Lors des opérations de fusion-acquisition les experts des banques, appelés à estimer cette valeur, ajoutent un « goodwill » à l’actif net car la valeur marchande de certains actifs peut être supérieure à leur évaluation comptable, et par ailleurs la qualité des salariés et de l’équipe dirigeante, ainsi que la position de l’entreprise sur le marché, peuvent faire anticiper des profits futurs dont la somme actualisée fournit une indication.
Une autre estimation de la valeur de l’entreprise est fournie par la « capitalisation boursière », produit du cours de l’action par le nombre des actions émises. En théorie, mais en théorie seulement, cette estimation est la même que celle de l’actif net.

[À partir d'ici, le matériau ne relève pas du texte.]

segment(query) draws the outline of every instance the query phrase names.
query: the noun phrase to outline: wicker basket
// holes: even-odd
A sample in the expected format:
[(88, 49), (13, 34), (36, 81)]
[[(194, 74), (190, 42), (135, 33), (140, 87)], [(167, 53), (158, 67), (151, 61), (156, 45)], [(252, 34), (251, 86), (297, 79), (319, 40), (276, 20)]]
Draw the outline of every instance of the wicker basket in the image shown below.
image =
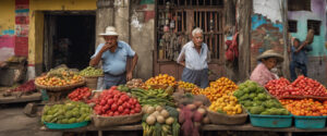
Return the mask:
[(142, 112), (132, 115), (120, 115), (120, 116), (101, 116), (92, 115), (92, 121), (96, 127), (107, 127), (138, 123), (142, 121)]
[(82, 82), (78, 82), (76, 84), (72, 85), (66, 85), (66, 86), (45, 86), (45, 85), (39, 85), (36, 82), (34, 83), (37, 89), (46, 89), (46, 90), (52, 90), (52, 91), (61, 91), (61, 90), (68, 90), (68, 89), (73, 89), (78, 86), (85, 85), (85, 81), (83, 79)]
[(223, 124), (223, 125), (240, 125), (244, 124), (247, 119), (247, 113), (243, 109), (243, 113), (235, 115), (228, 115), (223, 113), (213, 112), (209, 109), (208, 118), (213, 124)]

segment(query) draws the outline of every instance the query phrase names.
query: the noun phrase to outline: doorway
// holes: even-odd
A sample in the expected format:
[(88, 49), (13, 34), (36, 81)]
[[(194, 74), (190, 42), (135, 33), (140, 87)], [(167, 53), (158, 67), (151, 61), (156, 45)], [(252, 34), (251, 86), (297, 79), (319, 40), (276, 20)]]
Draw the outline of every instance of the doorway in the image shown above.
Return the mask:
[(95, 12), (45, 13), (44, 71), (60, 64), (83, 70), (95, 52)]

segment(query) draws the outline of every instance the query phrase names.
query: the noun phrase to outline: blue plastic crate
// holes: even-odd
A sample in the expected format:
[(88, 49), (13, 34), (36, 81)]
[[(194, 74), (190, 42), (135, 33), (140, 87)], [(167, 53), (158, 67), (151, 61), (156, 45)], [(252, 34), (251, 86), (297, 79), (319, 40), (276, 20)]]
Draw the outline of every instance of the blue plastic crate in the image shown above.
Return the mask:
[(296, 128), (324, 128), (327, 116), (298, 116), (294, 115)]
[(77, 127), (86, 126), (89, 123), (89, 121), (72, 123), (72, 124), (58, 124), (58, 123), (47, 123), (47, 122), (44, 123), (48, 128), (51, 129), (64, 129), (64, 128), (77, 128)]
[(292, 125), (292, 114), (289, 115), (261, 115), (250, 114), (250, 121), (257, 127), (290, 127)]

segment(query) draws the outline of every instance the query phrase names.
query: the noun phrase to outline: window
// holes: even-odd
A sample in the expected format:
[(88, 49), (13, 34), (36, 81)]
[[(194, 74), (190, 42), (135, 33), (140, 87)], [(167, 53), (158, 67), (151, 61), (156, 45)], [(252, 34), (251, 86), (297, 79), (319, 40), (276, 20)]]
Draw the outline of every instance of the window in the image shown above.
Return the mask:
[(298, 21), (289, 20), (289, 32), (296, 33), (298, 32)]
[(288, 0), (289, 11), (311, 11), (311, 0)]
[(158, 61), (174, 61), (183, 45), (191, 40), (195, 27), (203, 29), (213, 62), (222, 59), (222, 5), (223, 0), (158, 0)]
[(307, 20), (307, 29), (314, 29), (315, 35), (320, 35), (320, 21)]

Dans les faits le cours de l’action est très volatil et il peut arriver que la capitalisation boursière soit inférieure à la valeur de l’actif net : alors les prédateurs, toujours à l’affût, s’efforceront de s’emparer de l’entreprise pour la détruire en la découpant, puis la revendre par morceaux.
Les capitalistes
On nomme « capitalistes » les personnes qui sont en mesure d’orienter les décisions d’une grande entreprise, en particulier ceux qui possèdent une part significative des actions1. C’est ces personnes que le mot « capital » désigne dans l’expression « conflit entre le capital et le travail ».
Ici la réflexion arrive à un carrefour. Milton Friedman estime, avec tous les néolibéraux, que le but de l’entreprise est de « créer de la valeur pour les actionnaires » car ces derniers sont ses propriétaires. Segrestin et Hatchuel2 disent par contre qu’un actionnaire est propriétaire de ses actions mais non de l’entreprise qui, organisant l’action collective des salariés, n’appartient en fait à personne.
Suivons la piste ouverte par Friedman jusqu’à ses conséquences : celui qui dirige l’entreprise est un « agent des actionnaires » et sa mission est de défendre leurs intérêts. Pour représenter cette situation, les économistes ont conçu le modèle « principal-agent » : le principal, c’est les actionnaires et le dirigeant est un « agent » que des incitations poussent à agir en faveur de ce principal.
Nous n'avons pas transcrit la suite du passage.